1660 – 1740 Ausbau als militärische Garnisonstadt

Langer Stall Potsdam
© Landeshauptstadt Potsdam/Michael Lüder
Langer Stall Potsdam (© Landeshauptstadt Potsdam/Michael Lüder)

Der seit 1640 regierende Kurfürst Friedrich Wilhelm erkor Potsdam mit seinen etwa 700 Einwohnern neben Berlin zur zweiten brandenburgischen Residenz, nachdem er das Amt Potsdam 1660 von der Familie Hacke zurückgekauft hatte. In den folgenden Jahren erwarb er auch die Dörfer Bornim, Bornstedt, Geltow, Golm, Grube, Drewitz, Glienicke und vereinigte sie zur Herrschaft Potsdam. Er ließ die noch sichtbaren Spuren des Dreißigjährigen Krieges im Stadtbild nach und nach beseitigen, veranlasste den Neubau des Potsdamer Stadtschlosses (1662-1674), ließ die Lange Brücke erneuern, die Glienicker Brücke sowie die Baumgartenbrücke errichten und die „Allee gegen Panenberg“ (heute: Breite Straße/Feuerbachstraße) und die „Allee gegen Eichberg“ (heute: Jägerallee) anlegen.

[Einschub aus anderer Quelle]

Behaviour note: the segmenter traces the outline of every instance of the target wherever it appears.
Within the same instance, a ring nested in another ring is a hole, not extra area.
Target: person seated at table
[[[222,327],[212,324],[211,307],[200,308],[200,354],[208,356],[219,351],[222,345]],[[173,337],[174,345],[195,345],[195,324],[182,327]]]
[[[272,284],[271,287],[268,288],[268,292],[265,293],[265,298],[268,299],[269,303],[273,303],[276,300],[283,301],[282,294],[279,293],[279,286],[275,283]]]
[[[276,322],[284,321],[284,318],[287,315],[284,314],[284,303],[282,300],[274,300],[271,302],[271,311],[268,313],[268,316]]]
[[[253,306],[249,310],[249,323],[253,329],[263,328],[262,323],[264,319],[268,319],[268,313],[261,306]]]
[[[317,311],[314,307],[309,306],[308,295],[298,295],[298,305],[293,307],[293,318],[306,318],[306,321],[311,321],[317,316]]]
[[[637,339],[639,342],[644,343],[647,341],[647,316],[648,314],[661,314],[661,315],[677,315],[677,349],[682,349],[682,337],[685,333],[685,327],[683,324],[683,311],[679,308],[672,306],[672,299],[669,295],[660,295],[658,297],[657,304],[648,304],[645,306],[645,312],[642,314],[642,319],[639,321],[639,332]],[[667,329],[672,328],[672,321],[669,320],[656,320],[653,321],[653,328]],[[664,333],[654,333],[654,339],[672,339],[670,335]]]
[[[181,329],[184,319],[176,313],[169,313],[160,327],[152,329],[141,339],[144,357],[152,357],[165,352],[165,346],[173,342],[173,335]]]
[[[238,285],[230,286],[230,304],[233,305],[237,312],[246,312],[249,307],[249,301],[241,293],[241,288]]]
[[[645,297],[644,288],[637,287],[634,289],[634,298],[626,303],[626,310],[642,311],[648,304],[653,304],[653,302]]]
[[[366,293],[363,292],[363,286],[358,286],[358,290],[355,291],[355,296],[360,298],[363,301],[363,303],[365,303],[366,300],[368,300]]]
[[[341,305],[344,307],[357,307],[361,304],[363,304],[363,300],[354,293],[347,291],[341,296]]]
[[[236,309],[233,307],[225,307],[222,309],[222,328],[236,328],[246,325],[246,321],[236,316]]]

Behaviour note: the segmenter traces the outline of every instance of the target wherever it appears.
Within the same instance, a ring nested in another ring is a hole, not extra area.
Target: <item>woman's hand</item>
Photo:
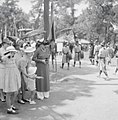
[[[46,61],[45,60],[40,60],[42,63],[46,64]]]
[[[28,78],[30,78],[30,79],[36,79],[36,76],[37,76],[36,74],[33,74],[33,75],[29,75]]]

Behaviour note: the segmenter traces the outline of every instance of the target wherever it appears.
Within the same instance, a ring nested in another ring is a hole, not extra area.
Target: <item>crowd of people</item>
[[[84,52],[82,49],[82,45],[79,41],[76,41],[73,45],[73,48],[70,49],[70,45],[68,42],[64,43],[64,47],[62,49],[62,66],[64,68],[65,63],[67,63],[67,69],[69,70],[70,67],[70,60],[73,58],[74,63],[73,67],[76,66],[77,62],[79,63],[79,67],[81,68],[81,59],[84,58]]]
[[[50,47],[50,45],[52,45]],[[53,49],[54,48],[54,49]],[[71,48],[71,49],[70,49]],[[8,38],[3,39],[0,47],[0,99],[7,104],[8,114],[17,114],[19,104],[36,104],[35,96],[39,100],[48,99],[50,91],[49,59],[56,51],[54,41],[17,41],[13,44]],[[74,56],[73,56],[74,55]],[[118,46],[113,48],[109,43],[90,43],[89,59],[92,65],[99,66],[99,77],[102,72],[109,79],[106,65],[111,64],[116,56],[117,64],[115,73],[118,71]],[[73,47],[68,42],[62,49],[62,65],[70,68],[70,60],[73,59],[73,67],[77,62],[81,68],[81,60],[84,58],[82,45],[76,41]],[[30,92],[27,97],[26,91]]]
[[[116,57],[116,69],[114,70],[115,74],[118,71],[118,46],[117,44],[113,46],[110,43],[99,43],[98,41],[95,44],[90,43],[89,48],[89,59],[92,65],[99,66],[99,75],[102,73],[105,74],[106,79],[109,80],[109,75],[107,73],[107,65],[111,64],[112,59]]]
[[[0,96],[8,114],[18,114],[15,102],[36,104],[49,98],[49,47],[38,41],[13,44],[3,39],[0,48]],[[26,90],[30,95],[26,95]]]

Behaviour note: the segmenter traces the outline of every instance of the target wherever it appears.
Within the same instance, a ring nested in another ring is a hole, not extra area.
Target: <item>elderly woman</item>
[[[75,48],[74,48],[75,56],[74,56],[74,67],[76,64],[76,61],[79,61],[79,67],[81,67],[81,44],[77,41]]]
[[[64,64],[67,63],[68,64],[68,70],[69,70],[69,66],[70,66],[70,59],[71,59],[71,52],[68,46],[68,43],[65,43],[64,47],[62,48],[62,66],[61,68],[64,68]]]
[[[25,90],[28,87],[29,78],[30,79],[35,79],[35,78],[32,78],[30,75],[28,75],[28,72],[27,72],[29,64],[32,61],[31,58],[33,56],[34,51],[35,51],[35,48],[26,47],[24,49],[23,57],[18,61],[18,68],[19,68],[20,73],[21,73],[21,91],[22,91],[22,99],[19,99],[18,103],[21,103],[21,104],[23,104],[25,102],[29,102],[28,99],[25,99],[25,97],[26,97],[25,96]],[[35,90],[35,88],[34,88],[34,90]],[[33,92],[33,94],[35,94],[35,93]],[[19,96],[18,96],[18,98],[19,98]],[[31,101],[31,104],[32,104],[32,101]]]
[[[2,57],[5,63],[5,80],[3,91],[6,93],[6,103],[8,106],[8,114],[17,114],[17,108],[14,107],[14,102],[21,87],[21,76],[15,62],[15,53],[17,51],[13,46],[7,47],[7,52]]]
[[[0,48],[0,94],[1,94],[1,101],[4,102],[4,94],[3,94],[3,83],[4,83],[4,70],[5,65],[2,60],[4,53],[6,52],[6,48],[10,45],[10,41],[8,39],[4,39],[2,42],[2,47]]]
[[[42,76],[43,79],[36,79],[37,98],[43,100],[49,98],[50,82],[49,82],[49,45],[38,41],[34,52],[33,60],[36,62],[37,76]]]

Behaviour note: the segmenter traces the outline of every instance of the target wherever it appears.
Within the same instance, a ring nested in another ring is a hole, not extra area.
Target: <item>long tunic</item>
[[[80,58],[81,58],[81,46],[78,45],[78,46],[75,46],[75,56],[74,56],[74,61],[79,61]]]
[[[68,54],[70,54],[70,50],[68,47],[63,47],[62,49],[62,63],[68,63],[70,61],[70,59],[68,58]]]
[[[4,92],[16,92],[21,88],[21,76],[14,58],[5,60]]]
[[[48,92],[50,90],[49,81],[49,49],[45,46],[40,46],[34,52],[33,60],[36,62],[37,76],[42,76],[43,79],[36,79],[36,91],[38,92]],[[46,63],[41,62],[41,60],[46,60]]]
[[[0,58],[5,53],[5,49],[2,47],[0,48]],[[3,84],[4,84],[4,73],[5,73],[5,65],[4,63],[0,60],[0,89],[3,89]]]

Für die durch den Schlossbau umgesiedelten Einwohner und für den wachsenden Hofstaat entstanden an der Breiten Straße neue barocke Wohnhäuser, erste Straßen erhielten in den 1680er Jahren Pflasterung. Im Stadtschloss unterzeichnete der Große Kurfürst 1685 das „Edikt von Potsdam“, mit dem er den aus Frankreich vertriebenen Hugenotten die Aufnahme in der Mark Brandenburg zusicherte.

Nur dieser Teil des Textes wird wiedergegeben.